Architecture of epigenetic reprogramming following twist1-mediated epithelialmesenchymal transition

Epithelial-mesenchymal transition (EMT) is known to promote cellular plasticity during the formation of the mesoderm from epiblasts and the neural crest cells from the neural tube in the developing embryo as well as during adult wound healing [1]. During EMT, epithelial cells lose their epithelial characteristics and acquire mesenchymal morphology, which facilitates cellular dissociation and migration.
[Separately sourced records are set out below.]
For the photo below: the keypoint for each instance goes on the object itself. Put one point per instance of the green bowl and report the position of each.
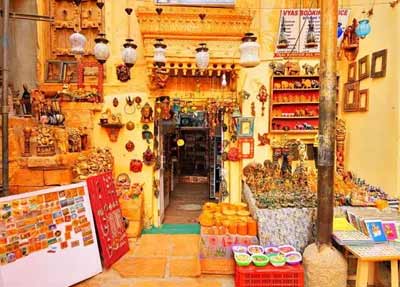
(262, 260)
(242, 259)
(277, 260)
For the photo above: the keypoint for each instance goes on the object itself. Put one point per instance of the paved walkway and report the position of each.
(159, 260)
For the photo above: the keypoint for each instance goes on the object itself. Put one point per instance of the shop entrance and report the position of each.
(191, 164)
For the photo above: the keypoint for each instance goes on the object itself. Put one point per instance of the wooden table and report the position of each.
(368, 255)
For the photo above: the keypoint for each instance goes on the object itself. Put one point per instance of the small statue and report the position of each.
(277, 68)
(26, 101)
(147, 113)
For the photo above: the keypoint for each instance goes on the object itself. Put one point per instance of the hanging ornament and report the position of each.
(262, 97)
(224, 83)
(363, 28)
(249, 51)
(311, 38)
(202, 56)
(283, 41)
(78, 42)
(130, 146)
(160, 49)
(129, 54)
(101, 49)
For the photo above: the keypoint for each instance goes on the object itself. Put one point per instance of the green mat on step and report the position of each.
(174, 229)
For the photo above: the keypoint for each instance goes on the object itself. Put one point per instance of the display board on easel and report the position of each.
(48, 237)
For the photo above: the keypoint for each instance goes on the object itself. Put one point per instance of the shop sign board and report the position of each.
(216, 3)
(48, 238)
(295, 25)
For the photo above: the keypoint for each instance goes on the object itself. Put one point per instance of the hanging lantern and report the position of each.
(129, 53)
(363, 28)
(160, 49)
(340, 30)
(78, 42)
(101, 49)
(202, 56)
(249, 51)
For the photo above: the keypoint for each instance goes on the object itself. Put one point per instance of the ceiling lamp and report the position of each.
(101, 49)
(78, 40)
(129, 52)
(364, 28)
(160, 49)
(202, 56)
(249, 51)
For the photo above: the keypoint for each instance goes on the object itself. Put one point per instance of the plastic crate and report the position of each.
(269, 276)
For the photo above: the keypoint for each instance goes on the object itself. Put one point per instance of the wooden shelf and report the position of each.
(294, 118)
(294, 132)
(290, 90)
(296, 76)
(294, 103)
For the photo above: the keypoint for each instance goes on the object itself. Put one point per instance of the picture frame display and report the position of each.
(245, 127)
(53, 71)
(70, 72)
(363, 100)
(363, 68)
(378, 66)
(352, 72)
(351, 91)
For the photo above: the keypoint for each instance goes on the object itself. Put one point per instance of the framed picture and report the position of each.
(245, 127)
(352, 72)
(53, 71)
(363, 68)
(378, 66)
(91, 74)
(70, 72)
(351, 97)
(246, 147)
(363, 100)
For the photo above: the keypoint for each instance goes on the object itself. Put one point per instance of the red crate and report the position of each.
(269, 276)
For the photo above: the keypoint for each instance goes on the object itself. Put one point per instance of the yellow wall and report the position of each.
(372, 144)
(372, 137)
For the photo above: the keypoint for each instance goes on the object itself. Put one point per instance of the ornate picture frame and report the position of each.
(246, 148)
(363, 68)
(378, 66)
(352, 72)
(245, 127)
(350, 100)
(70, 72)
(91, 74)
(53, 71)
(363, 100)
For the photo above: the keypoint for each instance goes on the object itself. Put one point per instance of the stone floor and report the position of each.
(159, 260)
(183, 198)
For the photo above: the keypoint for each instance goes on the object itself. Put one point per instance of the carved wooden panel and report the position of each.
(67, 18)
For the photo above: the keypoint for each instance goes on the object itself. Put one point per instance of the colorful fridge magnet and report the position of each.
(130, 146)
(390, 230)
(375, 230)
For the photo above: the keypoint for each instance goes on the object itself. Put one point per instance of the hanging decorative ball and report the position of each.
(180, 142)
(340, 30)
(78, 42)
(129, 53)
(202, 56)
(101, 49)
(363, 28)
(160, 49)
(249, 51)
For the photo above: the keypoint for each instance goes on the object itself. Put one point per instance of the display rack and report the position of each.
(294, 109)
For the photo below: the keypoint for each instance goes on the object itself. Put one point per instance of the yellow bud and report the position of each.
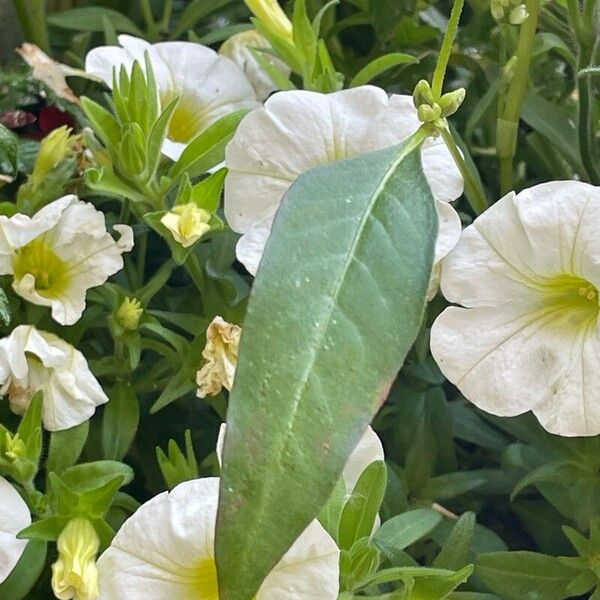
(450, 102)
(74, 574)
(272, 16)
(187, 222)
(429, 114)
(422, 94)
(56, 146)
(129, 313)
(14, 446)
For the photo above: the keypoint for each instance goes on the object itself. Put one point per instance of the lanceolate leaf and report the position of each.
(337, 303)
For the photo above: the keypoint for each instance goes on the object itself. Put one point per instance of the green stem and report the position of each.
(446, 49)
(32, 17)
(507, 127)
(474, 192)
(588, 45)
(151, 29)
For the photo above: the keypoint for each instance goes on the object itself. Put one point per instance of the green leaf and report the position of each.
(91, 18)
(207, 149)
(89, 476)
(380, 65)
(360, 289)
(519, 575)
(405, 529)
(66, 447)
(361, 509)
(456, 549)
(26, 572)
(119, 421)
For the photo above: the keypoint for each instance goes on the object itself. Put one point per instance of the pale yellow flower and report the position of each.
(187, 222)
(74, 574)
(220, 353)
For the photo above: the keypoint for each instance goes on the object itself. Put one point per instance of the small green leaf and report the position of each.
(119, 421)
(361, 509)
(403, 530)
(380, 65)
(519, 575)
(66, 447)
(207, 149)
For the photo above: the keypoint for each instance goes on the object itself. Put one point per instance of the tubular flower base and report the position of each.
(166, 551)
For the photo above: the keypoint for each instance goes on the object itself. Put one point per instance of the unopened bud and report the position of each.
(518, 15)
(429, 114)
(129, 313)
(74, 574)
(187, 222)
(450, 102)
(422, 94)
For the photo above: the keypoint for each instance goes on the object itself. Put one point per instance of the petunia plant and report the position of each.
(299, 300)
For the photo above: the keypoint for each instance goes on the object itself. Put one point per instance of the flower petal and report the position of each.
(14, 516)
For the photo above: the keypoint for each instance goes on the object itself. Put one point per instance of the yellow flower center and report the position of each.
(574, 293)
(206, 580)
(39, 260)
(187, 120)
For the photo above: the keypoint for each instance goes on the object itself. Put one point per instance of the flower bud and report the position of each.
(187, 222)
(129, 313)
(422, 94)
(518, 15)
(74, 574)
(220, 353)
(272, 16)
(429, 114)
(450, 102)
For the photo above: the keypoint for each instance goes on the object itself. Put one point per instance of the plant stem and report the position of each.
(32, 17)
(151, 28)
(446, 49)
(507, 126)
(475, 194)
(588, 45)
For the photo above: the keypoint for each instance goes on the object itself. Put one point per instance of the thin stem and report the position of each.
(151, 28)
(507, 127)
(474, 192)
(446, 49)
(32, 17)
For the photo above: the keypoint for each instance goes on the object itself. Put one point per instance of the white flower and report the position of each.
(527, 272)
(220, 354)
(14, 516)
(368, 450)
(209, 86)
(33, 360)
(166, 551)
(298, 130)
(59, 253)
(239, 48)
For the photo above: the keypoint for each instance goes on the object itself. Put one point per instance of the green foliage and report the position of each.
(387, 195)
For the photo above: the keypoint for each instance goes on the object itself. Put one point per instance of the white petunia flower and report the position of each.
(527, 272)
(368, 450)
(59, 253)
(239, 48)
(166, 551)
(209, 86)
(298, 130)
(14, 516)
(220, 354)
(32, 361)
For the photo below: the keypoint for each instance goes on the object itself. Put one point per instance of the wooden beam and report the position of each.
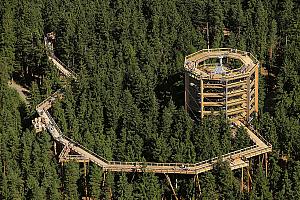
(170, 183)
(256, 89)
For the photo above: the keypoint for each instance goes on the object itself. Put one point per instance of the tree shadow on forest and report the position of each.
(171, 88)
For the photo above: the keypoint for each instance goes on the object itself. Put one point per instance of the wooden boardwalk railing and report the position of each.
(236, 159)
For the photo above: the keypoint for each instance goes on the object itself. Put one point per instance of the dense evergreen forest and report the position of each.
(128, 101)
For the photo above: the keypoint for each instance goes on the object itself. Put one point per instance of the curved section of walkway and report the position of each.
(237, 159)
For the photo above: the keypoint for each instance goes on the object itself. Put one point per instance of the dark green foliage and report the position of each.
(127, 103)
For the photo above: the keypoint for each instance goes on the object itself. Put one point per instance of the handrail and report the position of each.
(234, 52)
(241, 153)
(72, 141)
Similar to embryo development, neoplastic cells have been shown to reactivate EMT leading to cancer metastasis [2]. Induction of EMT is also involved in the development of resistance to cytotoxic chemotherapy and targeted agents [3-5]. In addition, EMT imparts stem cell properties to differentiated cells [6]. Since cancer cells seem to acquire stem cell properties dynamically in response to the tumor microenvironment and become differentiated at distant sites, it has been suggested that major epigenetic remodeling would occur during EMT to facilitate metastasis. Although DNA methylation changes at specific loci have been established during EMT [7,8], changes in the global DNA methylation landscape are not well understood. Indeed, a recent report demonstrated that DNA methylation is largely unchanged during EMT mediated by transforming growth factor beta (TGF-β) [9], while another showed that EMT is associated with specific alterations of gene-related CpG-rich regions [10]. Moreover, another report showed a striking difference in DNA methylation in non-small cell lung cancers between mesenchymal-like tumors and epithelial-like tumors, which display a better prognosis and exhibit greater sensitivity to inhibitors of epidermal growth factor receptor [11].